Opinión

Giselle Rivera (3)

Una entrevista en España hecha por el periodista Haroldo Sánchez, de Guatevisión, al ex ministro de Gobernación Carlos Roberto Vielmann Montes, transmitida el lunes, introduce nuevos elementos en el aspecto público del sonado caso Pavón.

Por LUIS MORALES CHÚA

La incursión armada, el 25 de septiembre del 2006, a la citada granja penal, situada en el municipio de Fraijanes, no habría tenido mayores repercusiones internacionales, de no ser por las siete muertes —calificadas de ejecuciones extrajudiciales por la Cicig— ocurridas en el interior del presidio, y por los procesos penales incoados, uno en Guatemala y otro en España, contra el ex funcionario.

En Guatemala otro procesado de alto rango es el ex director del Sistema Penitenciario doctor Alejandro Giammattei, quien guarda prisión en la Brigada Militar Mariscal Zavala, a donde fue remitido por medidas de seguridad, ya que su internamiento en un centro penal común lo podría colocar en la mira de recluidos peligrosos, animados de sentimientos de venganza.

En la entrevista, Vielmann afirma que la incursión armada en la granja penal no fue una decisión suya únicamente, como responsable de la seguridad interior del país, sino una acción ordenada por el gabinete de Seguridad del Gobierno, presidido por Berger. Ese gabinete se integra con el presidente de la República, los ministros de Gobernación y de la Defensa Nacional y el director general de la Policía Nacional Civil.

Las declaraciones de Vielmann podrían dirigir el proceso también en dirección a otros miembros del Gabinete de Seguridad de aquellos días, hasta ahora no involucrados en las acciones judiciales, particularmente porque la situación del ex ministro experimenta cambios de un día para otro.

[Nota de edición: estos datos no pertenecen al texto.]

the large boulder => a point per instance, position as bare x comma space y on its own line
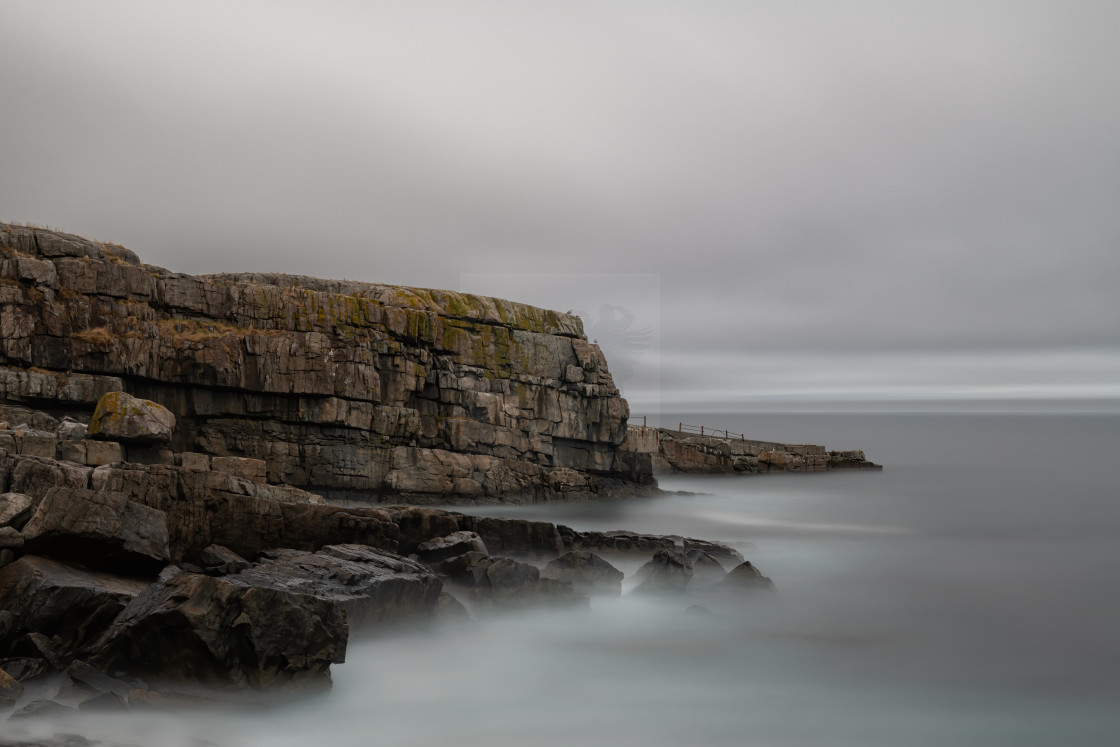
68, 604
121, 417
669, 571
102, 530
746, 576
586, 571
706, 569
195, 629
371, 586
488, 581
456, 543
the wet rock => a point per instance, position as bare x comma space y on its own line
58, 601
504, 582
121, 417
212, 632
448, 547
22, 668
105, 701
221, 561
16, 509
669, 571
450, 609
71, 430
103, 530
514, 537
633, 543
745, 576
35, 476
361, 390
85, 680
586, 571
371, 586
43, 709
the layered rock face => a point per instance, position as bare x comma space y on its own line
354, 391
672, 450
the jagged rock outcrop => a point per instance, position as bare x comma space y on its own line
120, 417
355, 391
586, 571
213, 632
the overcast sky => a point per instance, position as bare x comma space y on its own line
837, 199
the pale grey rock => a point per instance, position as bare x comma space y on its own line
16, 509
586, 571
456, 543
121, 417
101, 530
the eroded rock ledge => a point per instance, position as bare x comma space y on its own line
143, 582
355, 391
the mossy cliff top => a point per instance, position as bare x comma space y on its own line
329, 301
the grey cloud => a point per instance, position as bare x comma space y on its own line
911, 177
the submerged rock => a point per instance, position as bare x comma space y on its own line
503, 582
454, 544
59, 606
669, 571
212, 632
586, 571
371, 586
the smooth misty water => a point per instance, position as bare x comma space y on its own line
968, 595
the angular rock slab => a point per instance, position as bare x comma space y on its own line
121, 417
210, 632
456, 543
586, 571
71, 604
504, 582
746, 576
669, 571
102, 530
371, 586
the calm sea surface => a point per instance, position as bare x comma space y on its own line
968, 595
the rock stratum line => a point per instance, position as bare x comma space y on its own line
356, 391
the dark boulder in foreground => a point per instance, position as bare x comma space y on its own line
120, 417
57, 605
504, 582
103, 530
586, 571
211, 632
371, 586
456, 543
669, 571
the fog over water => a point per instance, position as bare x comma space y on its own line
964, 596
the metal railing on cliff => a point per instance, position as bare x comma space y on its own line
699, 430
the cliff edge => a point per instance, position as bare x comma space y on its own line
360, 392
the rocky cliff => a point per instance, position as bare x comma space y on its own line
354, 391
677, 450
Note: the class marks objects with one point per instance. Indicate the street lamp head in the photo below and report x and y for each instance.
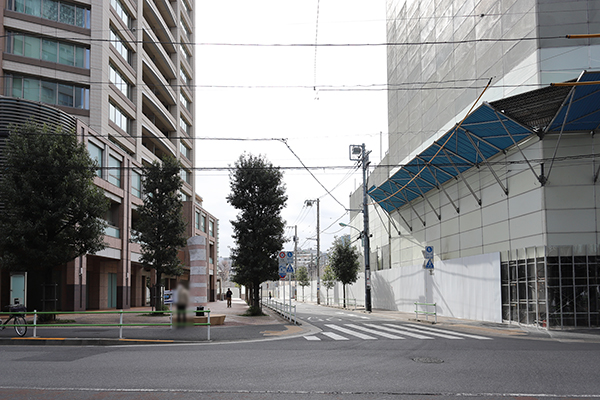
(356, 152)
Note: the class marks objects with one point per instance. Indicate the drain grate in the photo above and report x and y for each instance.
(427, 360)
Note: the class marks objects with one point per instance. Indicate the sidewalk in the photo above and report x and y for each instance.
(235, 328)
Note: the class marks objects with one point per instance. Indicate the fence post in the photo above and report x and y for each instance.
(121, 324)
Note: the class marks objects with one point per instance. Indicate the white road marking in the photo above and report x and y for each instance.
(451, 332)
(352, 333)
(334, 336)
(373, 331)
(393, 328)
(428, 333)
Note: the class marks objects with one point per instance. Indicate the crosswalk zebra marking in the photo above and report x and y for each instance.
(349, 332)
(335, 336)
(373, 331)
(429, 333)
(451, 332)
(394, 328)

El 14 de octubre, como consecuencia de una solicitud de extradición del Gobierno de Guatemala, fue detenido y enviado a prisión incondicional por orden de un juez de la Audiencia Nacional de España. Días más tarde, por una lentitud de funcionarios del Ministerio de Relaciones Exteriores de Guatemala en enviar la documentación justificativa de la solicitud de extradición, Vielmann fue puesto en libertad.

Pero, la Comisión Internacional contra la Impunidad en Guatemala reaccionó con prontitud y trasladó su actividad al propio corazón de Madrid y le abrió un proceso en España, al amparo de la legislación de ese país. La Fiscalía General española de inmediato solicitó a la Audiencia Nacional ordenar la captura de Vielmann, a quien imputa crímenes de lesa humanidad —cometidos por un español en Guatemala—, porque el ex ministro obtuvo la nacionalidad española el 7 de abril de 2009, lo cual puede ser su tabla de salvación o su condena. De no ser por esa nacionalización podría haber sido extraditado y juzgado en Guatemala, donde él confía ser absuelto. El caso tiene que ver con una sorpresiva —y todavía no muy bien explicada— resolución del Congreso de los Diputados de España, aprobada en mayo del 2009, por la cual ese país no iniciará más procesos por crímenes de lesa humanidad cometidos en países extranjeros, salvo que entre las víctimas figuren ciudadanos españoles. Pero, procesará a españoles que cometan esos crímenes en cualquier parte del mundo si llegan o regresan a España.

Lo que algunos se preguntan es dónde le sería más justo, ecuánime y objetivo el proceso, si en España o en Guatemala. Las Naciones Unidas, por ejemplo, desean que el proceso sea tramitado en España.

No sé si es porque esa organización mundial cree más en la justicia española que en la guatemalteca. Es cuestión de opiniones. Yo pienso que aquí la justicia es ondeante y diversa, y por ello, si es inocente, puede ser absuelto; si es culpable, puede ser condenado; si es inocente, puede ser condenado; y si es culpable, puede ser absuelto, como ha ocurrido en otros casos. Esto no habrá de suceder en España, porque allá el caso no estaría sometido a los vaivenes de la política partidista nuestra.